It never occurred to me that less severe things could upend a young pilot like me. In that experience, I found myself relating to Bobby Miles, the ace quarterback in the movie Friday Night Lights, who had his football dreams stripped away with an injury and no clear path to the future.

Invariably, it made me appreciate all the other opportunities I had and talents worth nurturing. I saw that there were options, like writing. I got my first job as a writer then.

Flying as a Tool?

Another time, when I finally became a CFI, I managed to squeeze barely into a new hire class to work at my old flight department. I felt that I didn’t have another option if I didn’t make it. I was shocked on day one when I sat next to a new co-worker—a student with an engineering background—who essentially said he was only doing this for fun. Why was I so myopic to limit myself in my dogged pursuit to work as a pilot? Later on, when I met more mentors who used flying as a tool to support their other businesses, I realized I’d boxed myself in.

More pilots need to hear at the beginning of their careers that the entire aviation industry can offer a lifetime of fulfilling experiences, and being a pilot is just one of them. It not only protects them from downsides beyond their control that can disrupt their flying but also encourages them to consider all their other skills.

The Industry Can Help

I can’t speak to John’s specific mental health issues, but many other students struggle with this type of anxiety. It happens in flight schools in many ways. For one, when you finally enroll in a sizable Part 141 school and have more than a thousand pilot classmates, you can’t help but question how unique you are and that if you struggle a bit in training, you could be weeded out. 
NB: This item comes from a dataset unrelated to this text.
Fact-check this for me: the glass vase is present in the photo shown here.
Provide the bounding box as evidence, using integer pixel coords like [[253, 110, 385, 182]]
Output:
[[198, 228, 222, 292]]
Added to that, it doesn’t help that the enduring language around training has been to identify those with “the right stuff,” a claim that has elevated flying to more than what it should be—a skillset and not a virtue. This thinking may have been the measure for wartime pilots who needed to be those of the highest caliber, but in the present-day reality of increased automation and robust crew resource management to protect pilots, does that approach serve us now?

Moreover, the industry’s language around first-time check ride pass/fail attempts isn’t a comprehensive measure of people who might struggle early on because of different learning curves, but still evolve into stellar pilots in the long run. Instead, it is drilled into students at the beginning of the training that there is little room for failure. It is hard to argue against this thought process when one of the first things measured against an accident pilot might be the number of check rides they failed previously, not the series of actions that led to the accident. Instead, there is less tolerance for variations in the overall learning progression.

Admittedly, these are complex things, but is it possible that part of the reform needed to support pilots in the industry could come from changing the overall posture and language of training away from one that piles on anxiety in an already tense profession? 

Could the elements of a just culture—which has changed the way we talk about safety by giving pilots room to talk about their errors—also be applied to measuring learning and credit progress?